Decidió dejar de lado la cuestión del asesinato, aunque sólo fuera por un breve espacio de tiempo y buscó un tópico más inocuo. Edwin y Cuthbert, dos nombres sajones. Muchas personas de origen sajón adoptaban nombres de moda normandos y franceses, pero era raro encontrarse con que normandos o franceses adoptasen nombres sajones. Y por muy práctico que fuera el francés de Edwin, estaba claro que no era su lengua propia, como sí lo era para Justino.

Había crecido en las Marcas, donde Justino aprendió a hablar ambas lenguas y hasta un poco de galés.

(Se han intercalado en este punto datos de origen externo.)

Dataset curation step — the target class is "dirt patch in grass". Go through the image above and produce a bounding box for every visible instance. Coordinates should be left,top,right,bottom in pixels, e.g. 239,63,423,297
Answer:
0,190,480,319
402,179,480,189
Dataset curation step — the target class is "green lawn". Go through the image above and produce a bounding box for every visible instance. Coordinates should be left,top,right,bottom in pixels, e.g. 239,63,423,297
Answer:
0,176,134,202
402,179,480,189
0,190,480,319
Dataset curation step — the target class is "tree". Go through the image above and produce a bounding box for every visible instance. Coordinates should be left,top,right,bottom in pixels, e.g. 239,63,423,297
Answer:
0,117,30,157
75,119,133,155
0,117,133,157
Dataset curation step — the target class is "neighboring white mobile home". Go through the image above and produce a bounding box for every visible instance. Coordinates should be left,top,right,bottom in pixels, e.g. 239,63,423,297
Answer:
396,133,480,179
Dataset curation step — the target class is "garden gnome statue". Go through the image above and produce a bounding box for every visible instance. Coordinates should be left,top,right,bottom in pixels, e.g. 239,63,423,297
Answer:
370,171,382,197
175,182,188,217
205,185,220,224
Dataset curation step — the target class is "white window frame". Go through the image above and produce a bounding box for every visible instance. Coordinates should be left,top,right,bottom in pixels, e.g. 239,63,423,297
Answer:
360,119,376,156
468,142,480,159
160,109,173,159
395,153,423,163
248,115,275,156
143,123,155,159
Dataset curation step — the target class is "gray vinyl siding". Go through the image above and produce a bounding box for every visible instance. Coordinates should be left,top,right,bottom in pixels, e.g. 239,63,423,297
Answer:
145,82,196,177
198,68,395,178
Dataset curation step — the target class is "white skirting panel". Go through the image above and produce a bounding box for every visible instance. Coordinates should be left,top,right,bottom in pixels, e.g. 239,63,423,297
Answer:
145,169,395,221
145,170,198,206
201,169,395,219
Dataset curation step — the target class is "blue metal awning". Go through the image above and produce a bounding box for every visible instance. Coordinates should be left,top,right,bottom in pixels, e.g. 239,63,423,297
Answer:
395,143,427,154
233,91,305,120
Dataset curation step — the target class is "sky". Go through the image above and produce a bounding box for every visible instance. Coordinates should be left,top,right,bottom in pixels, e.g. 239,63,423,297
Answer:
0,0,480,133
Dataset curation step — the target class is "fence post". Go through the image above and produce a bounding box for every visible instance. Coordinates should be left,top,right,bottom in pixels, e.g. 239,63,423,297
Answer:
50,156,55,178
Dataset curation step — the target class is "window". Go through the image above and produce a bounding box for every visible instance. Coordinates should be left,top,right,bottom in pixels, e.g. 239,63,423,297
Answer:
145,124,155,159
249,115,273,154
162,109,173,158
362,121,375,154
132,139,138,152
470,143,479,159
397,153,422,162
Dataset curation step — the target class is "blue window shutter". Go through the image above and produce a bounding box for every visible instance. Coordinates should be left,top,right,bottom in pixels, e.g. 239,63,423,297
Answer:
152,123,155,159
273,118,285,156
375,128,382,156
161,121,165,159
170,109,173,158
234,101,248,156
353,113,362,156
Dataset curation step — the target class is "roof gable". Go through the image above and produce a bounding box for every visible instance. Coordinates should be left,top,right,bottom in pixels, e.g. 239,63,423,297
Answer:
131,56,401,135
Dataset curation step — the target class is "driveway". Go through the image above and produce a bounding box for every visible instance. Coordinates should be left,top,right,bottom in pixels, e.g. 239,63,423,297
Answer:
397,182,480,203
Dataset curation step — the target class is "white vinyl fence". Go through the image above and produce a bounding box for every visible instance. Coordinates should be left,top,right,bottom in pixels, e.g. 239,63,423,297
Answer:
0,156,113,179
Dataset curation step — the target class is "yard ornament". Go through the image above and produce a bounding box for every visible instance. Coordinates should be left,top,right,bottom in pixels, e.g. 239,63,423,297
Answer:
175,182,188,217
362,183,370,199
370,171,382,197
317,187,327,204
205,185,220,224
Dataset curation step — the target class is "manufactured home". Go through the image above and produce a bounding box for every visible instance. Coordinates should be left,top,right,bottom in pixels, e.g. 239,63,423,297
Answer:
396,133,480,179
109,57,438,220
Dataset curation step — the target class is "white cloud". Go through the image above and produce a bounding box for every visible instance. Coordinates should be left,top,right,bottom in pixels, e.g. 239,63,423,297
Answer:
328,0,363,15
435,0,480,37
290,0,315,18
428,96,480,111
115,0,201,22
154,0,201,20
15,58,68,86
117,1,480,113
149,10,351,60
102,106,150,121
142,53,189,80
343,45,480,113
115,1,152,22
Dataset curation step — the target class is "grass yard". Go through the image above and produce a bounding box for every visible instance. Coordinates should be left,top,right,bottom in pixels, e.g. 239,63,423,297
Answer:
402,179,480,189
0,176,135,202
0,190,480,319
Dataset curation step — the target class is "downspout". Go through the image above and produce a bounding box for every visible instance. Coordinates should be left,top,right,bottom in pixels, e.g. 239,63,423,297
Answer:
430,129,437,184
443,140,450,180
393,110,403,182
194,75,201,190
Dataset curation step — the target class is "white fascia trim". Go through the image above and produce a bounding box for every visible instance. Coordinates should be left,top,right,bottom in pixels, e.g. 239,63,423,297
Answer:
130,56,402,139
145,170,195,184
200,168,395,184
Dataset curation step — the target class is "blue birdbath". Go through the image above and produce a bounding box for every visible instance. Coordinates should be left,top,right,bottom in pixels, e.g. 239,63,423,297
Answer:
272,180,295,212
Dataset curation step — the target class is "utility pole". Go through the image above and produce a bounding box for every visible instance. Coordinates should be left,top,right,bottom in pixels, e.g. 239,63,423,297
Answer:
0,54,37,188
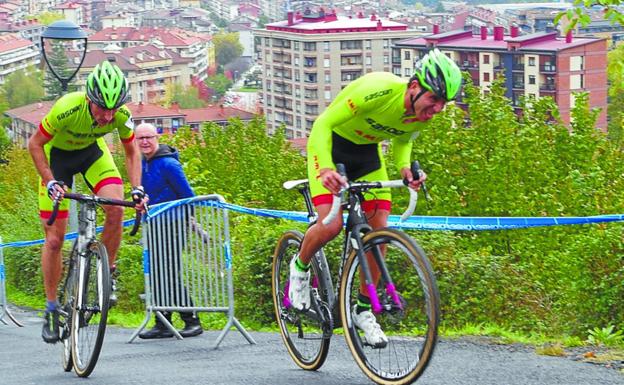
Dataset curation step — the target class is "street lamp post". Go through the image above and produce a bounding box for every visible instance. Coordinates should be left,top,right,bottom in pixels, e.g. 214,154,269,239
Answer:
41,20,87,92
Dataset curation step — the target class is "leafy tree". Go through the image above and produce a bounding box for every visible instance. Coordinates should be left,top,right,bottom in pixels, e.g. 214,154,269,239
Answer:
44,41,78,100
205,74,232,99
212,32,243,66
164,83,205,108
554,0,624,31
0,67,44,108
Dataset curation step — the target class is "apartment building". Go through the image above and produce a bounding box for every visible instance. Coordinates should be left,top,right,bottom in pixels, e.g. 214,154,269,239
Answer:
393,26,607,128
89,27,216,80
254,11,424,138
0,34,41,84
0,19,45,50
71,44,194,103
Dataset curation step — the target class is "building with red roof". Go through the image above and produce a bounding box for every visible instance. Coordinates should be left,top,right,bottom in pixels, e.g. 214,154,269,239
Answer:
4,101,54,147
89,27,216,80
4,101,254,147
393,26,607,128
70,42,194,103
0,33,41,84
179,105,255,130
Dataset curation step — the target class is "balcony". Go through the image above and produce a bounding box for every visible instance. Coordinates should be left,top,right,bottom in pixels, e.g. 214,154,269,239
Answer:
459,60,479,70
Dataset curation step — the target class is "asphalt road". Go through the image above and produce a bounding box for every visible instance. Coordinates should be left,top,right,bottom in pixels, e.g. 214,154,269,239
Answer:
0,312,624,385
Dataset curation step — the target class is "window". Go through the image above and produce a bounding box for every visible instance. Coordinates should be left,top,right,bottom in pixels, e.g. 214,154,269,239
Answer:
570,56,585,71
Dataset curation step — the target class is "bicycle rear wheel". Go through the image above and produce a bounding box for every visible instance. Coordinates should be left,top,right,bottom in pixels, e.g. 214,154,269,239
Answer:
59,242,78,372
271,231,331,370
340,229,440,385
71,242,110,377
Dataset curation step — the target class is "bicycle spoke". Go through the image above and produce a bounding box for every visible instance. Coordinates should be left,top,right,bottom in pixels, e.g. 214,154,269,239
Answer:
341,229,439,384
272,232,329,370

Nunca se le había ocurrido pensar en las barreras lingüísticas que separan a los sajones y a los normandos, simplemente las había aceptado como un hecho oneroso. El francés era la lengua de la corte real, la lengua del progreso, de la ambición y de la cultura; el inglés, la lengua de los conquistados. Sin embargo, pervivía aún, más de cien años después de que Inglaterra hubiera caído bajo el dominio del duque de Normandía, William de Bastard. Los sajones se aferraron tenazmente a su propia lengua y cada uno tenía la suya. Justino dudaba de que el rey Ricardo hablara inglés. Pero estaba seguro de que Gervase conocía bien la lengua sajona: el comercio y la conveniencia lo exigían.